From Hydrogen backscatter glow to solar wind structure – how we do it with IMAP/GLOWS

Solar wind features a latitudinal structure that evolves during the solar activity cycle. The only in-situ measurements of the solar wind speed and density available so far were performed by Ulysses at the turn of the 20th and 21st centuries. They showed the general behavior of the solar wind speed and density. However, details of possible asymmetries and regular structure evolution at shorter time scales could not be established because the measurements were performed in-situ along a highly elliptical orbit with a period of the order of half of the solar cycle.

Complementary methods of monitoring the solar wind latitudinal profiles include remote-sensing observations such as hydrogen Lyman-α backscatter glow observations. Helioglow maps observed by SOHO/SWAN suggested that the solar wind flux temporarily features flux maxima at mid-latitudes.
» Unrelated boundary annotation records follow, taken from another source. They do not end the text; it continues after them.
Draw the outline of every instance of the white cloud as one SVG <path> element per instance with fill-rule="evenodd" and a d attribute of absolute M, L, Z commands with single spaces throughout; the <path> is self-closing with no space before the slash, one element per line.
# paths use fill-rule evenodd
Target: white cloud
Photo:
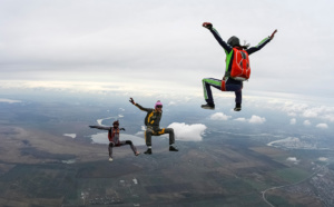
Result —
<path fill-rule="evenodd" d="M 250 124 L 264 124 L 266 121 L 266 118 L 264 118 L 264 117 L 258 117 L 258 116 L 256 116 L 256 115 L 253 115 L 252 117 L 250 117 L 250 119 L 248 120 L 248 122 L 250 122 Z"/>
<path fill-rule="evenodd" d="M 327 161 L 328 158 L 326 158 L 326 157 L 320 157 L 318 160 L 320 160 L 320 161 Z"/>
<path fill-rule="evenodd" d="M 291 124 L 291 125 L 296 125 L 296 122 L 297 122 L 297 120 L 296 120 L 295 118 L 292 118 L 292 119 L 289 120 L 289 124 Z"/>
<path fill-rule="evenodd" d="M 296 157 L 288 157 L 287 159 L 286 159 L 287 161 L 292 161 L 292 162 L 294 162 L 294 164 L 298 164 L 301 160 L 298 160 Z"/>
<path fill-rule="evenodd" d="M 318 125 L 316 125 L 316 128 L 327 129 L 328 125 L 327 124 L 318 124 Z"/>
<path fill-rule="evenodd" d="M 310 120 L 304 120 L 303 125 L 310 126 L 310 125 L 311 125 L 311 121 L 310 121 Z"/>
<path fill-rule="evenodd" d="M 224 115 L 223 112 L 216 112 L 210 116 L 212 120 L 228 120 L 230 116 Z"/>
<path fill-rule="evenodd" d="M 168 126 L 175 132 L 175 139 L 181 141 L 200 141 L 205 129 L 203 124 L 186 125 L 185 122 L 173 122 Z"/>
<path fill-rule="evenodd" d="M 22 102 L 22 101 L 20 101 L 20 100 L 7 99 L 7 98 L 0 98 L 0 102 L 16 103 L 16 102 Z"/>
<path fill-rule="evenodd" d="M 242 121 L 242 122 L 245 122 L 246 121 L 246 119 L 245 118 L 236 118 L 236 119 L 234 119 L 235 121 Z"/>
<path fill-rule="evenodd" d="M 168 106 L 176 106 L 176 102 L 171 100 L 170 102 L 168 102 Z"/>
Insight from Ulysses resulted in a hypothesis that the energy flux of solar wind is latitudinally invariant, which cannot be verified without additional observations. A confirmation of this invariance would be an important milestone in the understanding of the solar wind emission mechanism and would provide a handy tool supporting the retrieval of the solar wind structure from observations of the helioglow.

GLObal solar Wind Structure (GLOWS) is a Lyman-α photometer onboard Interstellar Mapping and Acceleration Probe (IMAP), dedicated to helioglow observations optimized for the retrieval of the solar wind structure. We present how GLOWS observations will be used to infer the structure of the solar wind and to verify the hypothesis of latitudinal invariance of the solar wind energy flux.